Virgil
Posts:
6,613
Registered:
1/6/11
|
|
Re: Joel David Hamkins on definable real numbers in analysis
Posted:
Jun 23, 2013 6:44 PM
|
|
In article <13a6fcb3-3e9c-4ea9-8c84-87edb79f2185@googlegroups.com>,
mueckenh@rz.fh-augsburg.de wrote:
> On Sunday, 23 June 2013 18:06:06 UTC+2, dull...@sprynet.com wrote:
>
>
> > Oh! You say that every pair of irrationals "must" be distinguished by a
> > rational between them. You say we need to do this in order to define the
> > standard order on the reals. And you agree that there is no problem
> > defining the standard order on the reals.
>
> > So you must agree that any two reals _can_ be distingushed by a rational
> > between them.
>
> Otherwise they cannot be proven to be different.
>
> > In particular, any two reals _can_ be distingushed.
>
> If the reals can be identified and are not the same, then they can be
> distinguished by a rational.
>
> > Now what the heck are you talking about when you say there's no well-order
> > on the reals because we cannot distinguish them?
>
> I say there could not be a well-order on *uncountably many reals*, because
> most of them could not be identified by a finite amount of bits.

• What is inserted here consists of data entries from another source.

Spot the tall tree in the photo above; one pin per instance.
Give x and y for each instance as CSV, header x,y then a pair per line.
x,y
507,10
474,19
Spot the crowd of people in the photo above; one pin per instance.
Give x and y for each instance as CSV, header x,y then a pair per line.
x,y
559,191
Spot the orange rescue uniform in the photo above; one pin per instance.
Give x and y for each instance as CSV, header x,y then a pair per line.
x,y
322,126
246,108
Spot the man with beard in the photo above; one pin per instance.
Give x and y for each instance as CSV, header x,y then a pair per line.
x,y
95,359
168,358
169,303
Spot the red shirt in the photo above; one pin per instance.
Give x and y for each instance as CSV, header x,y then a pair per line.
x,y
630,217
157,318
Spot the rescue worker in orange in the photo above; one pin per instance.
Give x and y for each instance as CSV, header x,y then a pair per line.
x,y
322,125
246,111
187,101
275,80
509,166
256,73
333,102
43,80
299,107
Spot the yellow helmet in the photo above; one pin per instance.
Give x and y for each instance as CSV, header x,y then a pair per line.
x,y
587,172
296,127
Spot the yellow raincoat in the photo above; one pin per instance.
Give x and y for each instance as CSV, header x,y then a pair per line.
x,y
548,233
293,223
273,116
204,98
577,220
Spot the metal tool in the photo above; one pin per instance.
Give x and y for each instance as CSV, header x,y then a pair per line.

OUTSIDE of WM's wild weird world of WMytheology, there is no
requirement expressed or even expressible in any standard real number
system that any real number be identified by a finite number of bits.
WM is referring to numerals, not numbers, a distinction that he does not
seem to be able to comprehend. Nothing in any standard axiom system for
the reals requires that there be any numeral for any number, except
possibly those named by 0 and 1.
--
|
|